The kittens, which were about six weeks old, looked happy and healthy, she said, despite out-of-season snow and heavy rain in the mountains over the past month.

The births were confirmed by camera trap footage after the field team, who also monitor the cats using GPS tracking collars, suspected that at least two of the females had given birth when a change in their movements was observed.

“We didn’t dare to dream that we would have wildcat kittens in the first year of releases,” said Langridge, “and seeing those kittens on the video was the most exciting moment of the project so far.”

Dr Helen Senn, who leads the project at the wildlife park, said: “It’s so exciting to see that the cats are able to make their life in the wild, find a mate and reproduce, when all of those things are not givens at this stage in the project.”

Wildcats may look distinctive with their muscular bodies, flat faces and thick, blunt tails, but their brown, black and buff camouflage stripes and secretive habits make them difficult to monitor.

The team has been able to gather a large amount of data, learning about den sites, habitat and food preference: as well as their staple diet of mice and voles, these cats have been hunting rabbits and even adult hares.

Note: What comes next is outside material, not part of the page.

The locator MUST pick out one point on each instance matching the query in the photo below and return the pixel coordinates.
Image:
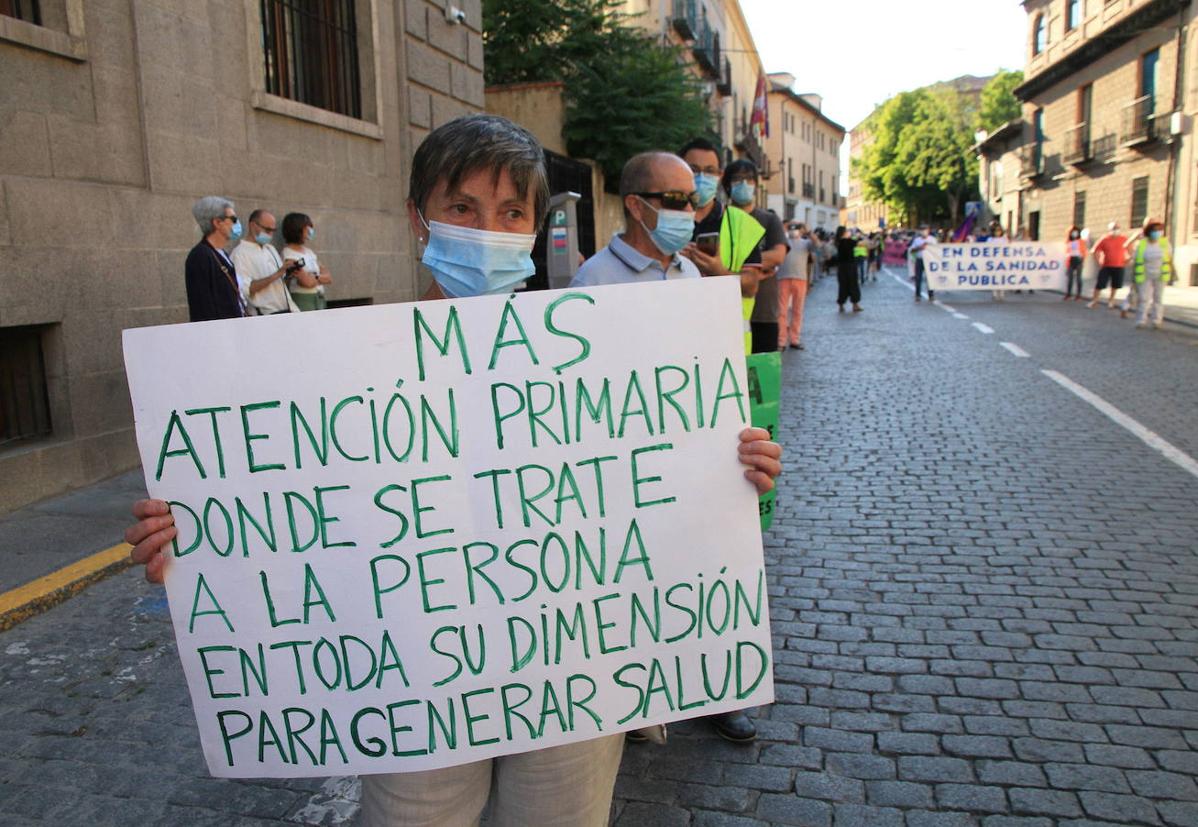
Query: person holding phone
(261, 271)
(307, 276)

The project has been sharing tracking data with local gamekeepers – many of the release sites traverse managed estates where predator control is a threat – in an attempt to develop ways in which humans and wildcats can coexist. This is especially pertinent given that the initial cohort is “showing more tolerance of people than we would have predicted”, according to Langridge.

With wildcats living in closer proximity to people than expected, and feral cats common around farms, the potential for hybridisation remains high and the team is eager to analyse its fresh data.

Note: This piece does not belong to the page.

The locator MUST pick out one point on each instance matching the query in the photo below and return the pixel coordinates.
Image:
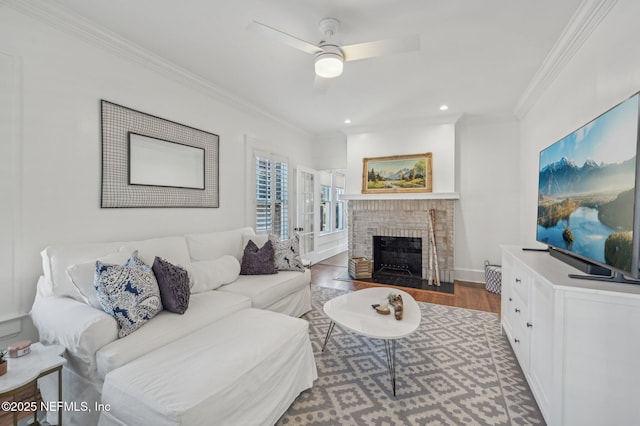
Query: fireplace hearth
(370, 217)
(397, 255)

“Does that spatial crossover correspond to a high likelihood that they actually breed?” Senn asked. “Or are there some behavioural barriers there that prevent it? Does a wildcat recognise that that’s a domestic cat?”

Senn said she would consider a population of 40 as viable when the project ended in 2026, “but my vision would be that we have wildcats back across much larger parts of the country”.

“We’re only starting out on that journey and there’s a lot of work to be done to reverse what is effectively centuries of decline of a species that was once extremely widespread across most of Scotland.”